Vingt-huit ans après la chute du communisme il semble difficile de comprendre ces accusations. Un juge a en moyenne entre 30 à 40 ans. De plus, dans les rangs du PiS on trouve d'anciens membres du PC et même un ex-procureur à l'époque de l'état d'urgence, Stanislaw Piotrowicz. Ironie de l'histoire, c'est lui qui a été le rapporteur de la loi controversée.

Cela ne change rien pour les fidèles du PiS. "Oui, il y a des jeunes juges, mais ils sont pour la plupart issus de la caste des juges communistes, génétiquement infectés par une mentalité antipolonaise", assène Izabella Galicka, historienne de l'art. "Jaroslaw Kaczynski est le seul homme capable de libérer la Pologne des restes du communisme. Alors qu'on lui colle l'étiquette de fasciste et de dictateur. C'est un vrai démocrate. Il doit aujourd'hui recourir à des méthodes semi-démocratiques pour mener le pays vers une vraie démocratie".

Elle est prête à lui pardonner ces méthodes hors normes - la loi sur la Cour suprême a été adoptée en procédure express, sans débat ni consultations. Pour elle, Kaczynski est l'homme qui n'a qu'un seul but "le bien de la Pologne".

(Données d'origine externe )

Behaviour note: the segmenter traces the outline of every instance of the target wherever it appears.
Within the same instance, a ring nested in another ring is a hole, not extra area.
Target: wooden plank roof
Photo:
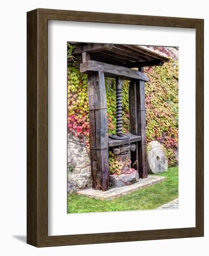
[[[161,66],[170,59],[158,53],[133,45],[72,43],[76,47],[72,53],[81,56],[90,54],[91,60],[127,67]]]

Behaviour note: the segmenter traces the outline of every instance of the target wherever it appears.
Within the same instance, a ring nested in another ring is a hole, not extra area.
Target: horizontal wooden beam
[[[88,61],[80,65],[81,73],[91,74],[96,71],[104,72],[111,77],[119,77],[124,79],[134,79],[149,81],[148,77],[145,74],[128,67],[111,65],[95,61]]]
[[[161,60],[153,61],[137,61],[133,63],[128,63],[123,64],[126,67],[150,67],[152,66],[163,66],[164,63]]]
[[[72,55],[81,54],[84,52],[93,53],[111,49],[114,45],[111,44],[92,44],[78,46],[73,50]]]

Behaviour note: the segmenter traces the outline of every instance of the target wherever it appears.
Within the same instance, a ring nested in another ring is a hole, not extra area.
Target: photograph
[[[67,213],[178,209],[179,47],[66,47]]]

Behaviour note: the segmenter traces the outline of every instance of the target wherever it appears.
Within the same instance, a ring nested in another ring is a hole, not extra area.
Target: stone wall
[[[67,192],[91,187],[91,163],[84,143],[71,134],[67,135]]]

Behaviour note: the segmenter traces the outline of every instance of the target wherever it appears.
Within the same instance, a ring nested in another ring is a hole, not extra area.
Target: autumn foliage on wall
[[[167,47],[158,50],[169,57],[172,53]],[[68,131],[79,138],[81,143],[89,148],[89,103],[87,76],[80,73],[79,60],[71,55],[73,47],[68,45],[67,103]],[[161,143],[170,166],[176,164],[175,152],[178,149],[178,66],[174,68],[172,61],[163,66],[147,67],[144,72],[149,78],[145,83],[147,142],[156,140]],[[124,132],[129,128],[129,81],[125,81],[123,88]],[[116,133],[116,99],[115,81],[105,79],[108,133]]]

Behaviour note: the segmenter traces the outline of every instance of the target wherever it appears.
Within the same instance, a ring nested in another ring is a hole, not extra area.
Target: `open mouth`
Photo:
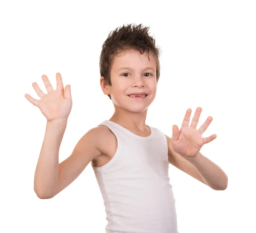
[[[143,94],[143,95],[130,95],[127,96],[129,97],[131,99],[145,99],[145,98],[148,95]]]

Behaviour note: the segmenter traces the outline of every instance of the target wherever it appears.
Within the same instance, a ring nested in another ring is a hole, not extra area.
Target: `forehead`
[[[112,68],[113,69],[120,67],[129,67],[131,68],[145,67],[151,66],[155,69],[156,61],[154,54],[149,51],[149,59],[148,53],[145,51],[143,54],[139,51],[134,49],[127,49],[118,51],[117,56],[114,56],[112,63]]]

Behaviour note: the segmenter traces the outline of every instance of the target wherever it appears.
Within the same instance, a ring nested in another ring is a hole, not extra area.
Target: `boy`
[[[178,233],[169,163],[213,189],[224,190],[227,184],[223,171],[199,152],[216,136],[202,137],[211,117],[197,129],[201,108],[190,126],[189,109],[180,131],[173,126],[172,138],[145,125],[160,74],[160,51],[148,29],[141,24],[124,25],[109,35],[100,56],[100,83],[115,112],[86,133],[59,165],[59,150],[72,105],[70,85],[64,90],[57,73],[54,91],[43,75],[48,93],[34,82],[41,99],[25,95],[47,119],[35,172],[36,193],[41,199],[53,197],[91,162],[104,201],[107,233]]]

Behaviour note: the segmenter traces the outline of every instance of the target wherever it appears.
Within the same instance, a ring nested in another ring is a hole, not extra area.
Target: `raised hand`
[[[212,120],[211,116],[209,116],[198,130],[196,129],[201,111],[201,108],[197,108],[190,126],[189,124],[192,111],[191,108],[187,110],[180,131],[176,125],[172,126],[171,140],[172,148],[176,153],[185,158],[195,156],[204,144],[211,142],[217,137],[216,134],[206,138],[202,136]]]
[[[32,86],[41,99],[35,99],[26,94],[25,97],[32,104],[38,107],[47,121],[67,120],[72,108],[70,85],[67,85],[63,89],[62,80],[59,73],[56,74],[57,85],[55,90],[46,75],[42,75],[42,79],[47,94],[43,92],[36,82],[33,82]]]

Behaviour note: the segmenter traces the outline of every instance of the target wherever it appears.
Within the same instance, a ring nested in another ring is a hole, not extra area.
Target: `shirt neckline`
[[[142,136],[139,136],[139,135],[137,135],[137,134],[134,134],[132,132],[130,131],[129,130],[128,130],[127,129],[125,128],[124,127],[123,127],[119,124],[117,124],[117,123],[116,123],[113,121],[110,121],[109,120],[106,120],[104,121],[104,122],[105,123],[106,123],[107,124],[109,124],[110,125],[116,127],[120,130],[122,130],[124,133],[125,133],[127,134],[128,134],[134,138],[137,138],[137,139],[145,140],[151,140],[151,139],[154,138],[155,136],[155,132],[153,127],[151,127],[151,126],[148,125],[146,125],[147,126],[148,126],[150,129],[150,131],[151,131],[151,134],[149,136],[148,136],[143,137]]]

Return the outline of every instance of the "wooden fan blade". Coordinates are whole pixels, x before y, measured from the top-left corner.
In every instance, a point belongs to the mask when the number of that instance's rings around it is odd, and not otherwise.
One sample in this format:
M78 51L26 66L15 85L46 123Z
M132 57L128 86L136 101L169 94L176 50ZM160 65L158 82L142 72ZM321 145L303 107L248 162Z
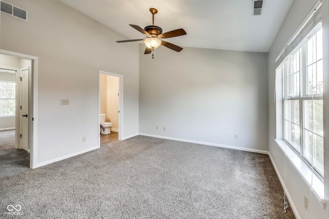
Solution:
M146 49L145 49L145 52L144 52L144 54L150 54L152 52L152 49L149 48L147 46Z
M178 46L176 46L173 44L171 44L170 43L166 42L166 41L162 41L161 43L161 45L162 46L164 46L165 47L169 48L169 49L171 49L173 50L175 50L176 52L180 52L183 48L181 47L179 47Z
M162 34L159 35L159 36L161 38L165 38L174 37L175 36L179 36L186 34L186 32L185 32L184 29L180 28L175 30L172 30L171 31L167 32L164 33L162 33Z
M130 25L131 26L133 27L134 28L135 28L136 30L137 30L138 31L139 31L141 33L142 33L143 34L146 35L147 36L149 36L150 35L150 33L148 33L146 30L144 30L143 28L142 28L141 27L139 27L139 26L134 25L133 24L130 24L129 25Z
M144 39L127 39L126 41L117 41L117 43L133 42L134 41L143 41Z

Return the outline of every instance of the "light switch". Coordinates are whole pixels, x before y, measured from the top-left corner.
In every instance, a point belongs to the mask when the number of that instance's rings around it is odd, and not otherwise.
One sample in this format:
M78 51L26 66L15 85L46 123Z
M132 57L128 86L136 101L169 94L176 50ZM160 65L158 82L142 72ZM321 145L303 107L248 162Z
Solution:
M61 99L61 105L68 105L68 99Z

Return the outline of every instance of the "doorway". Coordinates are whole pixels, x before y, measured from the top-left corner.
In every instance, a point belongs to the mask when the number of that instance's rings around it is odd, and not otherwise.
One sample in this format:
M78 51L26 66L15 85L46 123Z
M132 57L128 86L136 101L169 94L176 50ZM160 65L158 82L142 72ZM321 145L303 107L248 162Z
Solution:
M11 153L12 157L17 156L20 164L30 168L33 168L33 161L36 161L37 67L36 57L0 49L0 69L5 72L0 75L3 109L0 132L4 132L2 134L6 134L3 136L7 136L7 141L11 143L10 148L7 147L0 155L8 158ZM4 162L9 165L17 161L7 160Z
M123 75L99 71L98 132L100 147L111 141L122 140L123 84ZM111 134L103 134L109 131L104 132L100 125L101 114L106 118L105 122L112 123L109 128Z

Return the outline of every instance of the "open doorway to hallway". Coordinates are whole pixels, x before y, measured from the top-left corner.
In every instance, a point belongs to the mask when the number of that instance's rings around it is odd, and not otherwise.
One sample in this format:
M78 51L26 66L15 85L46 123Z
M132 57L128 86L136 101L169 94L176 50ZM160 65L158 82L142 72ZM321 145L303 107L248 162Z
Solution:
M122 80L122 75L99 71L100 146L121 140Z
M30 167L32 67L30 59L0 54L0 160L6 167Z

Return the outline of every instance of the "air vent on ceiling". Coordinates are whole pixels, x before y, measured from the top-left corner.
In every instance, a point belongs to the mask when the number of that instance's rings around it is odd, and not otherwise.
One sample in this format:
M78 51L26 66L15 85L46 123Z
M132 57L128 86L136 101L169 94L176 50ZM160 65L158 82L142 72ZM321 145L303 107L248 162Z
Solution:
M252 15L261 15L263 12L264 1L252 0Z
M27 10L3 1L1 1L1 11L24 21L27 21L28 11Z

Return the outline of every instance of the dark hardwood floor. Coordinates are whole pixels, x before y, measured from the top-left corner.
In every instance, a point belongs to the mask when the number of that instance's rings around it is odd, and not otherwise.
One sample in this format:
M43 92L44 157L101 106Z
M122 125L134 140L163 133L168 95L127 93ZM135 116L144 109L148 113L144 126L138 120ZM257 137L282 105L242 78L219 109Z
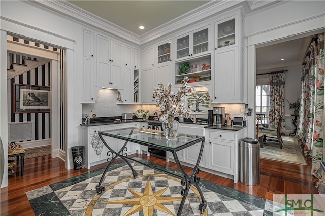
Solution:
M176 164L146 155L133 155L172 168ZM200 172L199 176L205 179L272 200L274 194L318 194L315 187L317 179L310 174L310 163L304 166L262 158L261 159L261 183L255 186L244 185L239 181L234 184L230 179ZM31 215L34 212L25 192L67 178L105 167L106 164L79 170L67 170L64 162L49 155L25 160L24 174L20 175L19 169L9 177L9 186L1 189L1 215ZM185 168L186 172L190 169Z

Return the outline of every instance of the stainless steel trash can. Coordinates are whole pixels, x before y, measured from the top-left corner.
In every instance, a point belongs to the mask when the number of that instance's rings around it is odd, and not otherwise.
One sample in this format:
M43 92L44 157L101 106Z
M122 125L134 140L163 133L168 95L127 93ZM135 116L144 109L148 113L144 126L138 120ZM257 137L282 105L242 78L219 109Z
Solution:
M250 138L242 139L239 143L240 182L246 185L259 184L259 142Z
M83 152L84 147L77 146L71 147L72 159L73 160L73 169L78 170L83 166Z

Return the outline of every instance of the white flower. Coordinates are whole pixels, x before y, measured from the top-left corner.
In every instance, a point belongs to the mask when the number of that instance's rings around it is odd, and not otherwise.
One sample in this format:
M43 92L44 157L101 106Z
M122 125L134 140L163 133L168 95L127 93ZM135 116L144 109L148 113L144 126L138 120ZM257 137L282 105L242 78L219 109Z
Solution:
M168 83L167 87L165 87L161 83L159 83L157 87L153 88L153 98L156 100L156 106L160 108L162 116L165 118L169 114L189 117L191 112L188 109L189 107L185 106L183 102L184 96L189 96L195 91L194 88L188 87L189 80L187 76L184 77L183 86L177 93L172 91L171 83Z

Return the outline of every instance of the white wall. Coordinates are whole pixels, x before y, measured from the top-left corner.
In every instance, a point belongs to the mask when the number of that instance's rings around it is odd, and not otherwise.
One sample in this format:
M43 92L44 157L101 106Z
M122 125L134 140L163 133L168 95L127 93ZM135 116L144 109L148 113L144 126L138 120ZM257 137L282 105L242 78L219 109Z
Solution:
M324 1L283 1L247 16L245 35L247 46L245 53L247 53L247 60L245 66L247 70L248 95L255 94L256 47L280 39L301 38L320 31L325 28L324 12ZM248 97L249 105L255 104L254 100L254 98ZM250 137L255 135L252 116L248 118L248 135Z

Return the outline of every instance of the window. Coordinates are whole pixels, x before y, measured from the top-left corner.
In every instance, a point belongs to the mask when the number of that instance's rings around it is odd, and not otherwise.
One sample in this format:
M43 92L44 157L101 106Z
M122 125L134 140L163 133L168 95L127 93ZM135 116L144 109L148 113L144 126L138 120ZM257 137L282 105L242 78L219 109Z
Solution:
M270 112L270 85L256 86L255 110L256 114L265 114L267 122L269 122Z

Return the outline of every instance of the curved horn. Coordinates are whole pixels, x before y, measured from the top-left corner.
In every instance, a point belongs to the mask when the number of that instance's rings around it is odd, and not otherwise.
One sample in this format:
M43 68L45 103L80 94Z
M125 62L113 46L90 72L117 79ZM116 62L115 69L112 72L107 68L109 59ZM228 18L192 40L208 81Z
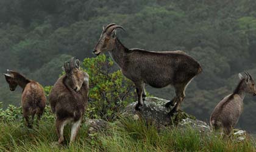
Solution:
M65 61L64 63L64 69L66 72L68 72L70 70L70 64L69 61Z
M69 68L71 69L75 67L79 67L79 60L78 60L77 57L74 57L69 60Z
M76 67L76 68L79 68L79 66L80 66L80 61L79 61L79 60L76 59L76 60L75 60L74 63L75 63Z
M107 30L107 29L108 29L108 27L110 27L110 26L115 26L115 25L116 25L116 24L115 24L115 23L111 23L111 24L109 24L108 25L107 25L105 28L104 28L104 29L103 30L104 30L104 32L106 32L106 30Z
M251 80L252 79L252 76L247 72L244 72L244 73L248 76L249 78L250 78Z
M118 29L118 28L121 29L124 31L126 31L126 30L122 26L118 26L118 25L115 25L115 26L111 26L107 30L106 30L107 34L110 35L115 29Z

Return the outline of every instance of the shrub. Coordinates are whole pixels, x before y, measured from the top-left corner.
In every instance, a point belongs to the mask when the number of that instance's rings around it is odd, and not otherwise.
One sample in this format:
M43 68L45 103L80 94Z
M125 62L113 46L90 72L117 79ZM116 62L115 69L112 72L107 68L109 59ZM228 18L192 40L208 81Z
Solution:
M84 71L90 75L90 97L87 116L114 120L128 103L135 100L133 83L115 71L114 63L104 55L85 58Z

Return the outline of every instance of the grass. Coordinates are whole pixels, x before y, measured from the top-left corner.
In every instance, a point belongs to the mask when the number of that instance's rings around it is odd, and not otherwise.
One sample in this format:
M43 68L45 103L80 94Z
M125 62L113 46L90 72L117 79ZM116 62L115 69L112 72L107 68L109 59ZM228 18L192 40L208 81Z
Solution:
M38 128L29 130L20 122L0 123L1 151L256 151L255 142L225 139L188 126L158 130L143 120L120 119L110 123L104 132L88 135L83 123L77 140L68 146L70 126L65 130L66 145L54 143L58 139L53 120L41 121Z

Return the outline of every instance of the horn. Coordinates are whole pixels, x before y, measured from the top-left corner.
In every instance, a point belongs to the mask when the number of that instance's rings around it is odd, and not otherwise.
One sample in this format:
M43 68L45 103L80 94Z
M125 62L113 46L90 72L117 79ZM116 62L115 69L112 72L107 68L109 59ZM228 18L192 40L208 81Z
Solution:
M79 68L79 66L80 66L80 61L79 60L76 59L75 60L75 65L76 65L76 68Z
M69 61L67 61L64 63L64 69L66 72L68 72L70 70L70 66L69 66Z
M249 77L249 78L250 78L250 79L251 79L251 80L252 80L252 76L251 75L251 74L250 74L249 73L248 73L247 72L246 72L245 73L246 73L246 75L248 76L248 77Z
M107 30L107 29L108 29L108 27L110 27L110 26L115 26L115 25L116 25L116 24L115 24L115 23L111 23L111 24L109 24L108 25L107 25L105 28L104 28L104 32L106 32L106 30Z
M69 68L73 69L73 68L79 68L80 62L79 60L77 59L77 57L72 57L69 60Z
M108 29L106 30L107 34L110 35L115 29L118 29L118 28L121 29L124 31L126 31L126 30L122 26L118 26L118 25L115 25L115 26L111 26L110 27L109 27Z

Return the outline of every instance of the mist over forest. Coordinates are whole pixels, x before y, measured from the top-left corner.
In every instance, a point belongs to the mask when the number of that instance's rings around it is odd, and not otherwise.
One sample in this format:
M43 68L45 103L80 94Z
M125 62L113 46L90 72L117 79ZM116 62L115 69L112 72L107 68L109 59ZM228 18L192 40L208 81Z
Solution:
M102 26L115 22L126 29L117 35L128 48L182 50L200 63L203 72L188 86L182 109L208 122L239 72L256 80L255 8L247 0L0 0L0 72L13 70L53 85L71 57L96 57ZM10 91L0 77L4 108L20 105L21 91ZM174 95L172 87L147 91ZM238 126L255 133L256 97L247 94L244 103Z

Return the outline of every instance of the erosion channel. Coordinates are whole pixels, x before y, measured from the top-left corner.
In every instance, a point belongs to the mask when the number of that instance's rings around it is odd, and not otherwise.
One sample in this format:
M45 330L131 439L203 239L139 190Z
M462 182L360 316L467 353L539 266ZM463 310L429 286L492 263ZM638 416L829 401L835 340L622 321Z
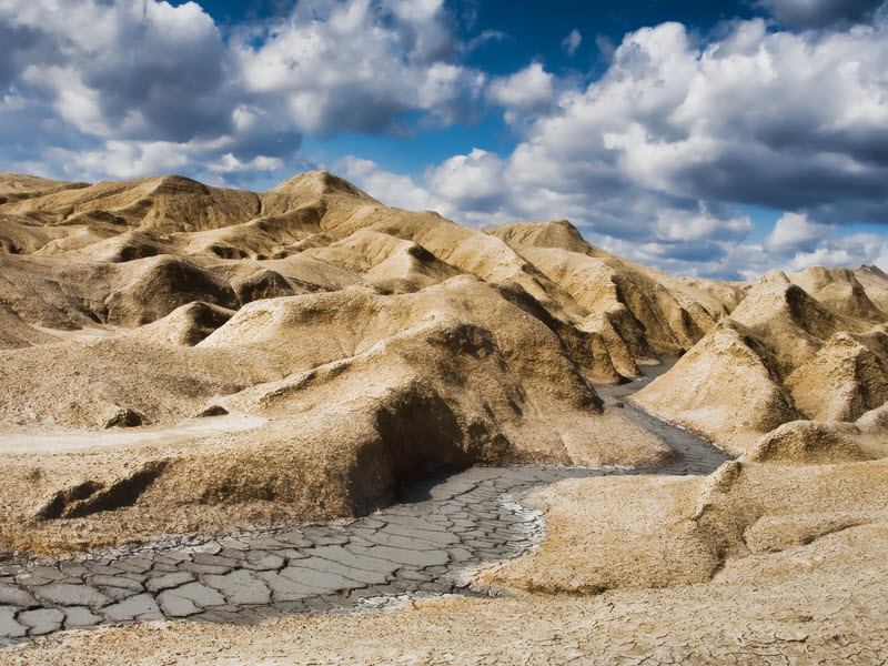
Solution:
M543 532L521 504L563 478L709 474L730 457L623 398L667 367L603 398L679 455L648 470L473 467L411 488L401 504L336 523L303 523L113 553L0 565L0 645L62 629L164 618L249 623L292 613L374 609L410 595L486 594L467 573L526 552ZM622 406L620 406L622 405Z

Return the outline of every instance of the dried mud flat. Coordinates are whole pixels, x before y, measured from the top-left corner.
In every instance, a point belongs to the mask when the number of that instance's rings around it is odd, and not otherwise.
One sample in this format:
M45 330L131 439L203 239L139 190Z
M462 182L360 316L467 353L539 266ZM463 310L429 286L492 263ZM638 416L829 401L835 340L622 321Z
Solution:
M886 663L887 312L325 172L0 174L0 662Z
M705 475L730 460L705 440L623 408L672 444L678 455L669 466L475 467L415 486L404 503L354 521L0 565L0 645L104 624L255 623L385 607L417 595L497 594L473 585L472 573L538 542L542 514L521 504L528 491L565 478Z

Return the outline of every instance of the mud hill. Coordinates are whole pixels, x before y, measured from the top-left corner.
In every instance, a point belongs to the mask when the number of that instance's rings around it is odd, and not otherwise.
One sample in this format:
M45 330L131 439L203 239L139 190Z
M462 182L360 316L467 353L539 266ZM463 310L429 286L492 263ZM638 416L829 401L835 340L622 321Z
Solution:
M725 448L881 455L874 266L676 279L326 172L0 174L0 551L360 514L472 464L662 464L595 385L675 356L638 403Z
M867 268L767 273L635 400L737 455L783 457L776 450L785 446L806 458L800 440L803 448L846 442L836 447L840 458L849 442L870 450L886 437L888 316L876 303L888 280L881 275Z

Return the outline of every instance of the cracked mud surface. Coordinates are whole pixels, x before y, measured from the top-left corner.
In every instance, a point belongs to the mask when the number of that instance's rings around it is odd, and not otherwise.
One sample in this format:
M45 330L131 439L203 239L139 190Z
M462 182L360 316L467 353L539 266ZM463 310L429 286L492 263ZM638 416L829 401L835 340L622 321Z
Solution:
M652 373L653 374L653 373ZM618 401L636 386L605 393ZM626 415L680 454L667 468L476 467L417 486L404 503L346 523L214 539L184 537L108 555L0 566L0 642L150 619L253 623L374 608L468 589L465 572L525 553L542 533L529 490L587 476L708 474L729 458L630 406Z

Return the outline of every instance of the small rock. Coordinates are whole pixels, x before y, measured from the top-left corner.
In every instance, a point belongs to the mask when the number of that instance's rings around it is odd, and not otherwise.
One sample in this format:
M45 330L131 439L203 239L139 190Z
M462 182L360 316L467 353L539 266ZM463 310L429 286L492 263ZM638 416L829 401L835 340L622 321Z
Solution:
M203 412L198 414L198 418L206 418L208 416L225 416L229 411L222 405L210 405Z
M111 418L105 422L105 430L111 427L137 427L142 425L144 418L135 410L121 407Z

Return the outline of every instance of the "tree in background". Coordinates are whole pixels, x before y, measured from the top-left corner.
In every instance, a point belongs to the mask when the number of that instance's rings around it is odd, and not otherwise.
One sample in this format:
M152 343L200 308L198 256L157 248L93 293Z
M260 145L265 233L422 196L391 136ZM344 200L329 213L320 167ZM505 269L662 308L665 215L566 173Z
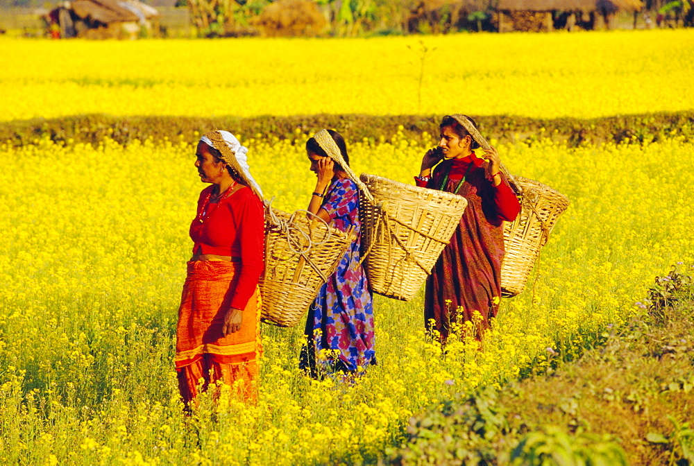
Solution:
M251 23L269 0L187 0L198 35L206 37L252 35Z

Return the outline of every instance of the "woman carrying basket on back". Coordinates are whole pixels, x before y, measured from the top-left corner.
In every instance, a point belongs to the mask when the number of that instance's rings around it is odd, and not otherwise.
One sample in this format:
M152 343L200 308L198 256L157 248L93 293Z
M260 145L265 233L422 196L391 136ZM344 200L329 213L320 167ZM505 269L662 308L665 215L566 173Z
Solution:
M341 231L353 229L357 236L309 309L300 367L314 378L360 375L375 356L373 304L359 264L359 189L342 168L349 157L339 133L318 132L306 142L306 152L318 178L308 212Z
M513 221L520 204L493 147L484 159L473 152L479 144L466 126L475 126L465 115L444 116L439 126L439 146L422 159L417 186L464 196L468 207L460 223L427 279L424 319L445 341L451 324L475 322L481 316L480 338L495 317L501 297L501 261L504 221ZM440 163L439 163L440 162ZM433 169L433 172L432 169Z

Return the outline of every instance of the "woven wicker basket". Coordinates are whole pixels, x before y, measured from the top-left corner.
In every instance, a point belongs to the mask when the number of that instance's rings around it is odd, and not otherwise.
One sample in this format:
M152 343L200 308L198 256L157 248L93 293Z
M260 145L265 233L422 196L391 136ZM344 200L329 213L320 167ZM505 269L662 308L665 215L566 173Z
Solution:
M501 264L502 296L515 296L525 289L540 248L569 205L568 198L542 183L520 176L513 180L523 192L522 209L518 218L504 227L506 254Z
M362 248L371 289L409 301L460 222L462 196L362 173L373 198L359 202Z
M337 268L355 235L322 221L310 221L305 211L290 215L268 206L265 218L261 319L279 327L293 327Z

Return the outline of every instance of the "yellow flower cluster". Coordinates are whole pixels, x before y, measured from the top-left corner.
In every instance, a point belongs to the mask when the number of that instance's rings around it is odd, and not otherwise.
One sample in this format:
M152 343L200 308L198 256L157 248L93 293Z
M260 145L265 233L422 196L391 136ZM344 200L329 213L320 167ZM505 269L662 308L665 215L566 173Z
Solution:
M557 35L585 40L577 37ZM67 52L160 44L50 46ZM210 74L213 67L200 71L211 83L223 79ZM2 73L20 73L7 68ZM274 205L285 210L305 207L314 182L303 148L308 135L251 136L241 139L266 196L276 196ZM434 144L427 135L423 139L398 133L354 142L353 166L412 182ZM187 418L172 359L192 246L187 227L203 187L193 167L194 147L149 140L0 146L0 463L373 460L399 441L414 413L454 392L500 385L557 352L576 354L629 318L654 275L677 261L694 261L694 144L672 138L568 148L548 139L499 150L512 173L559 190L572 205L527 290L502 300L482 351L466 338L442 354L424 334L421 295L411 302L376 297L378 365L353 386L310 380L297 368L302 329L264 326L257 405L215 405L203 397L199 415ZM461 331L471 333L466 326Z
M421 87L418 40L0 39L0 121L462 110L591 118L694 107L691 29L429 37Z

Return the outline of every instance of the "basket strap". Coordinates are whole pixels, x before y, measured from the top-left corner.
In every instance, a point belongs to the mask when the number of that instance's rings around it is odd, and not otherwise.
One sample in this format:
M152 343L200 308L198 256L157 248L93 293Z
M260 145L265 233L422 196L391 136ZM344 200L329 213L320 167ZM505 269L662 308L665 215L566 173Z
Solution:
M465 115L456 113L451 115L451 116L455 118L456 121L463 126L463 128L464 128L467 132L470 133L470 135L472 136L473 139L474 139L483 149L489 150L491 148L489 143L484 139L484 137L480 134L477 129L475 128L475 125L473 125ZM500 168L501 169L502 173L503 173L504 175L506 175L506 178L508 178L509 182L511 183L511 187L514 188L514 191L515 191L516 193L520 194L521 196L523 196L524 193L523 188L520 187L520 184L516 180L516 177L511 174L503 164L501 164Z
M398 245L403 249L403 250L405 251L405 254L406 257L409 257L409 259L411 259L413 262L414 262L416 264L417 264L417 266L418 266L421 269L422 269L423 270L424 270L425 273L426 273L428 275L431 275L431 270L428 270L426 267L425 267L423 265L422 265L422 263L419 261L419 260L416 258L416 257L414 254L412 254L412 252L410 251L407 248L407 245L405 245L405 244L402 241L402 240L400 240L400 239L398 237L398 235L396 234L396 232L393 230L393 227L391 225L390 223L388 221L389 220L392 220L393 221L396 222L397 223L399 223L400 225L402 225L403 227L406 227L406 228L407 228L409 230L411 230L413 232L416 232L416 233L418 233L419 234L422 235L423 236L425 236L425 237L428 238L430 239L432 239L432 240L434 240L435 241L438 241L439 243L443 243L443 244L448 244L448 241L442 241L442 240L441 240L441 239L439 239L438 238L434 238L434 236L432 236L431 235L427 234L426 233L424 233L423 232L421 232L421 231L418 230L416 228L413 228L411 225L407 225L407 223L405 223L404 222L401 222L400 221L399 221L398 219L396 218L395 217L393 217L393 216L390 215L388 213L388 210L386 209L385 206L383 205L383 202L380 202L378 204L378 205L376 206L376 207L377 207L377 209L378 210L378 218L376 221L375 225L373 227L373 230L375 231L378 231L378 230L382 226L384 227L385 227L385 229L388 232L387 236L388 236L388 241L389 241L389 242L391 242L391 241L392 239L395 239L396 243L397 243ZM369 245L369 248L366 250L366 252L364 253L364 255L362 256L362 259L359 261L359 264L361 264L362 262L364 261L364 259L366 259L366 256L368 256L369 254L371 252L371 248L373 247L373 243L374 242L372 241L371 242L371 243ZM388 248L388 250L390 251L390 250L391 250L391 248L389 247ZM389 262L389 264L390 264L390 261L390 261L390 254L389 254L389 257L388 257L388 262Z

La réforme controversée a fait descendre dans la rue des dizaines de milliers de Polonais, à l'appel des partis d'opposition.

Mais pour le professeur d'informatique à l'Académie des Sciences, Marian Srebrny, la vraie raison profonde de cette mobilisation ce n'est pas les réformes de la justice. "Il s'agit surtout de faire mal au PiS, alors que l'opposition n'a aucune solution de rechange" à proposer.

Selon une étude réalisée mardi et mercredi par l'institut Ibris pour le journal Rzeczpospolita, le PiS a gagné 3 points de pourcentage par rapport à juin, et bénéficie d'un soutien de 37% de Polonais prêts à voter pour lui.

Les manifestants anti-PiS en sont conscients. "Je n'ai pas beaucoup d'espoir concernant le veto du président mais on doit être unis", affirme Agnieszka Wolfram, la cinquantaine, qui avec des milliers de Polonais demande à M. Duda - pour le moment en vacances à la mer - de s'opposer à la réforme.

Les chances de l'obtenir sont faibles. Proche du PiS, le président a obtenu une légère modification de la loi, ce qu'il avait posé comme condition pour la signer.